Tracking this remediation lifecycle through email and spreadsheets is where institutions lose control. Findings slip through the cracks. Remediation timelines extend without accountability. Evidence of fixes is not collected. By the time the next TLPT cycle begins, the institution cannot demonstrate that it addressed the findings from the previous cycle — a particularly damaging outcome given that Art. 26(7) requires sharing TLPT results with the competent authority.
This is why deviation management, with enforced ownership, SLA tracking, evidence requirements, and retest discipline, is not optional for TLPT. It is the mechanism that turns testing insights into measurable resilience improvement. See our glossary entry on TLPT for a detailed breakdown of the regulatory definition.
The Cost of Unpreparedness
Institutions that approach TLPT without adequate preparation face several risks beyond compliance findings:
Budget overruns. TLPT engagements involve significant expenditure for threat intelligence, red team services, and regulatory coordination. The cost varies considerably by institution size, scope complexity, and market (threat intelligence providers and accredited red teams command premium rates). Without structured orchestration, scope creep and extended timelines increase costs materially.

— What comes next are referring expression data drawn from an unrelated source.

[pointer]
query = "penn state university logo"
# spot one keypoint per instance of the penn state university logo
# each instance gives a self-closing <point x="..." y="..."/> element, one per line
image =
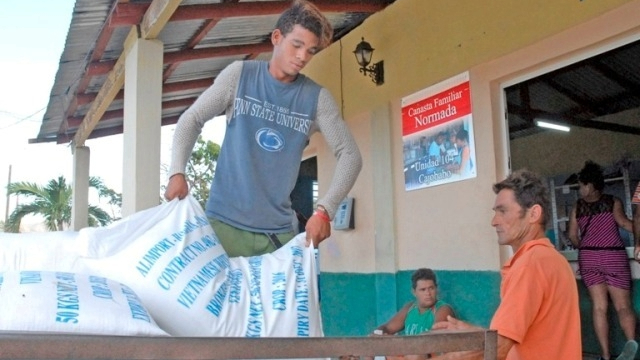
<point x="269" y="139"/>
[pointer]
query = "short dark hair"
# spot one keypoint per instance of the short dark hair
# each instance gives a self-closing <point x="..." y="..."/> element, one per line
<point x="592" y="173"/>
<point x="308" y="16"/>
<point x="423" y="274"/>
<point x="528" y="189"/>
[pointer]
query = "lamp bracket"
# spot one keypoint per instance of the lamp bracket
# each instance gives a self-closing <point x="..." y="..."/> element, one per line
<point x="375" y="71"/>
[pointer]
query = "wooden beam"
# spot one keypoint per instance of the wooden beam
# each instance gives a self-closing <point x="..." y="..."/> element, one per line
<point x="157" y="16"/>
<point x="108" y="91"/>
<point x="258" y="8"/>
<point x="154" y="20"/>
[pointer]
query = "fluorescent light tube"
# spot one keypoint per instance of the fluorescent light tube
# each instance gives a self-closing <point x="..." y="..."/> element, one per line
<point x="549" y="125"/>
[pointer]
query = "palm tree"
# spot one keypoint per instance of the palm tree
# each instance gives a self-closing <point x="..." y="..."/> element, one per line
<point x="53" y="202"/>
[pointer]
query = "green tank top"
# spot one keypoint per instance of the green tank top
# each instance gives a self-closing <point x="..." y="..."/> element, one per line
<point x="416" y="323"/>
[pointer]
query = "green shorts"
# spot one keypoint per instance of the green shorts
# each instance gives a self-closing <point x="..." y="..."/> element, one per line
<point x="238" y="242"/>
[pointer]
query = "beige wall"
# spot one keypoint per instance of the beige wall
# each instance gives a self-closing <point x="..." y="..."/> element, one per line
<point x="499" y="43"/>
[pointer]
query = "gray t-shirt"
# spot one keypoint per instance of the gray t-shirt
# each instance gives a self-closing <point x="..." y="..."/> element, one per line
<point x="260" y="198"/>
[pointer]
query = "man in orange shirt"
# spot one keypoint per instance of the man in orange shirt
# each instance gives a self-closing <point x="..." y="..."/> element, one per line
<point x="538" y="316"/>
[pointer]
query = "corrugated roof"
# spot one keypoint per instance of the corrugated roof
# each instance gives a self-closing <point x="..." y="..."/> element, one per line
<point x="96" y="40"/>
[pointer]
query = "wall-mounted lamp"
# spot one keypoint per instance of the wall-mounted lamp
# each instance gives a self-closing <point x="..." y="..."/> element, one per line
<point x="549" y="125"/>
<point x="363" y="52"/>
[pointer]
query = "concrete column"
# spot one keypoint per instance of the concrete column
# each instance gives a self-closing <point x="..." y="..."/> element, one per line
<point x="142" y="122"/>
<point x="384" y="215"/>
<point x="80" y="200"/>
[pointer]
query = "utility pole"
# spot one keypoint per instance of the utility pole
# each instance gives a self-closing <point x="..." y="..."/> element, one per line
<point x="6" y="211"/>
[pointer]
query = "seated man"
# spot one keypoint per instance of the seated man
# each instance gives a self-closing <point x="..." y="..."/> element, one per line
<point x="538" y="316"/>
<point x="419" y="315"/>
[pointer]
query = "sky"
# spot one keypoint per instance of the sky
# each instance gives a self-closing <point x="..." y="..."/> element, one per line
<point x="32" y="38"/>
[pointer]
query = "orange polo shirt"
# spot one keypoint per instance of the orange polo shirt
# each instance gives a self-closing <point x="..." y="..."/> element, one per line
<point x="539" y="307"/>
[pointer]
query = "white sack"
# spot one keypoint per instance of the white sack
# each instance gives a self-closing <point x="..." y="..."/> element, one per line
<point x="60" y="302"/>
<point x="38" y="251"/>
<point x="172" y="258"/>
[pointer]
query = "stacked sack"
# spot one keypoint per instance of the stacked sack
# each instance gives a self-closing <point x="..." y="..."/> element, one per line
<point x="170" y="257"/>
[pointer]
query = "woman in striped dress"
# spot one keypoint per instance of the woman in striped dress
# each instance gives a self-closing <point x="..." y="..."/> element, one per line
<point x="604" y="266"/>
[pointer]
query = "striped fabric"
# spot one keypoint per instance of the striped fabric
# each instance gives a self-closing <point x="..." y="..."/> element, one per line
<point x="602" y="256"/>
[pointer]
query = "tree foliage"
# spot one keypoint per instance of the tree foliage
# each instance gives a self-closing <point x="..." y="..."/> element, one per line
<point x="53" y="203"/>
<point x="201" y="169"/>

Reputational risk. TLPT findings are shared with the competent authority. Institutions that demonstrate weak detection, poor response, or inadequate remediation face reputational consequences in their supervisory relationship.
Cascading findings. TLPT findings often trigger secondary compliance gaps: a detection failure reveals an Art. 10 gap; an inadequate response reveals an Art. 11 gap; a missing post-incident review reveals an Art. 13 gap. Each cascading finding requires its own remediation cycle.
Preparing for TLPT
For institutions preparing for their first TLPT engagement, the priorities are:
- Establish the white team early. Identify 2-4 senior people who can manage the exercise with strict confidentiality. They need authority to make decisions under pressure and familiarity with Art. 26 requirements.
- Invest in the governance infrastructure. Before the first red team engagement begins, you need the platform infrastructure to manage evidence, track findings, enforce remediation, and produce audit packs. Building this during the engagement is too late.
- Practice the coordination. Run a tabletop TLPT exercise before the real one. Walk through the lifecycle: intelligence, planning, testing, evidence collection, purple team, remediation, closure. Identify where your processes break down.
- Plan for remediation capacity. TLPT findings will generate significant remediation work. Budget the engineering capacity before you start, not after you see the findings. TLPT engagements typically produce multiple significant findings that require months of remediation effort — plan accordingly.
- Engage the competent authority early. Regulatory engagement is part of the TLPT process (Art. 26(3)). Building a constructive relationship with your authority before the formal engagement begins makes the entire process smoother.
TLPT is not optional for entities identified by competent authorities under Article 26. It is not a box to check. It is a rigorous, regulatory-supervised exercise that will reveal things about your organization that you did not know. The question is not whether to do it. The question is how you orchestrate it.